Somewhere around the second year of our marriage, Karen and I decided that we should have a family computer. We had both been Mac users for a long time, and we each brought our grad school laptops to the marriage, which were beginning to become dated and underperform basic tasks. So, we purchased a desktop Mac into which we consolidated both of our old laptops. All of the things from grad school and earlier transferred into users on the new machine, and life moved forward.

That computer lasted us until only months ago, at which point we upgraded. The users on our old computer? Transferred right over, meaning that everything from grad school and earlier is still there. The end result of this is that my email application has a habit of storing “archive” messages from forever ago. When it does so, it stores everything in the email conversation…the original email, the replies, every part of the thread. Entire conversations that I had long forgotten about there at your fingertips when you find yourself wasting time (as I was a few weeks ago), and wanting to browse through the past.

Karen and I were part of the same theatre group for some time, and there are a lot of conversations with other members preserved in these records. Conversations with members of our old faith community about the things that were going on in our lives. I miss those friends, with all too many of whom I’ve fallen out of touch.

I love the opportunity to live in different places. You never know when you move to a new place if you’re going to like it or not…sometimes it’s a wonderful experience, sometimes a terrible one, but always an experience from which one grows. Recently, though, I’ve been thinking that I’ve only one or two big moves left in me. Partly this is because I’m starting to feel old, but I think that this falling out of touch is a large part of the problem. After moving back to the South recently, we’ve had the chance to re-connect with many old friends that now live only a few minutes or hours away instead of all the way down the East coast. I’ve cherished those opportunities, but I’ve discovered, as well, just how dynamic all of our lives are.

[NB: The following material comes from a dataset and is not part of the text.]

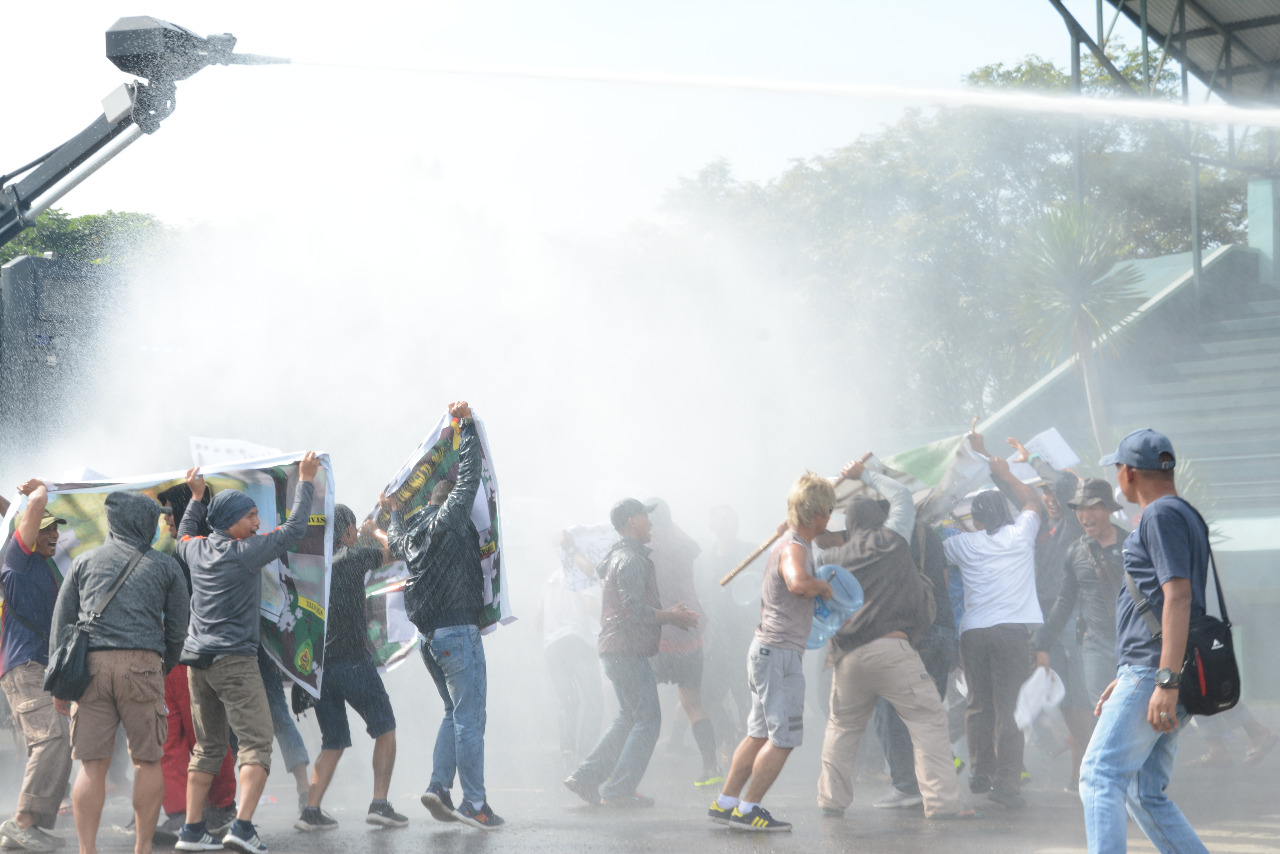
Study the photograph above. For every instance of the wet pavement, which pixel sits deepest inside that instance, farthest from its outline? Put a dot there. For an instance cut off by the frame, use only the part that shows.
(1235, 809)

I mean, that works out well in theory…we know we’re not static, that our experiences and relationships are always altering the way we navigate through this journey called life…but it’s much more striking in practice. As we’ve re-connected with old friends, I’ve noticed profound differences at times, even to the point that I’m not certain friendships would have formed between some of us had we met now. I’ve also heard the stories of what has transpired in their lives since last we were in regular contact, and I understand, at some basic level, why these changes have happened. I’m only left wondering how it is that I’ve changed, how different I must seem to these old friends.

Advent is winding down, and Christmas in mere days away. I’ve lived long enough, and traveled around enough, to have friends in many places. Most of them I won’t speak to before Christmas aside from cursory greetings on cards, but there are days when I carry them all with me heavily through the day.

It’s frighteningly difficult to remember at times how interconnected our lives are. Today, we are interconnected despite geographical distances. I hope we can all slow down this week and remember each other, because that’s a part of what the Holiday Season is about.